6.6 Conveying Coastal Inundation Potential Associated with Extratropical Cyclones in the New York City Tri-State Area

Wednesday, 25 January 2017: 5:15 PM
Conference Center: Chelan 4 (Washington State Convention Center )
Adrienne Leptich, NOAA/NWSFO, Upton, NY

Tropical and extratropical cyclones are one of many potential high impact events that Emergency Management (EM) officials in coastal communities have to contend with.  The impacts from storm surge associated with these types of weather systems can prove to be extremely challenging for meteorologists to convey due to several reasons.  The evolution of Geographic Information Systems is making it easier to provide decision makers with the information to move people out of harm’s way.

The National Oceanic and Atmospheric Administration’s National Weather Service has developed several tools to aid an EM’s evacuation decision making process when moderate to major coastal flooding from storm surge threatens their jurisdiction.  Recently, there has been confusion amongst EM officials, the media, government officials and even forecasters on what storm surge is and the extent to which it will affect a community since it can be represented in many different vertical datums.  With the exception of mean sea level, these vertical datums are not widely known by many people outside of the scientific community.
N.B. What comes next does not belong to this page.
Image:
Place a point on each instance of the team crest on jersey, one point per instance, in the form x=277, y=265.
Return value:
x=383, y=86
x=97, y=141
Referencing storm surge data to them does not convey the critical nature of the potential hazard so they can prepare accordingly.  Additionally, probabilistic storm surge maps are only produced by the National Hurricane Center when the U.S. coast is threatened by a tropical cyclone.  There have been many extratropical cyclones, that produce moderate to major coastal inundation, but there are limited visualization tools to display where potentially impacted areas would be for these types of storm systems in a way that people can understand.  This project will focus on a process to create dynamic inundation maps, based on the National Weather Service New York, NY total water level forecasts, in feet Above Ground Level across the New York Tri-State area.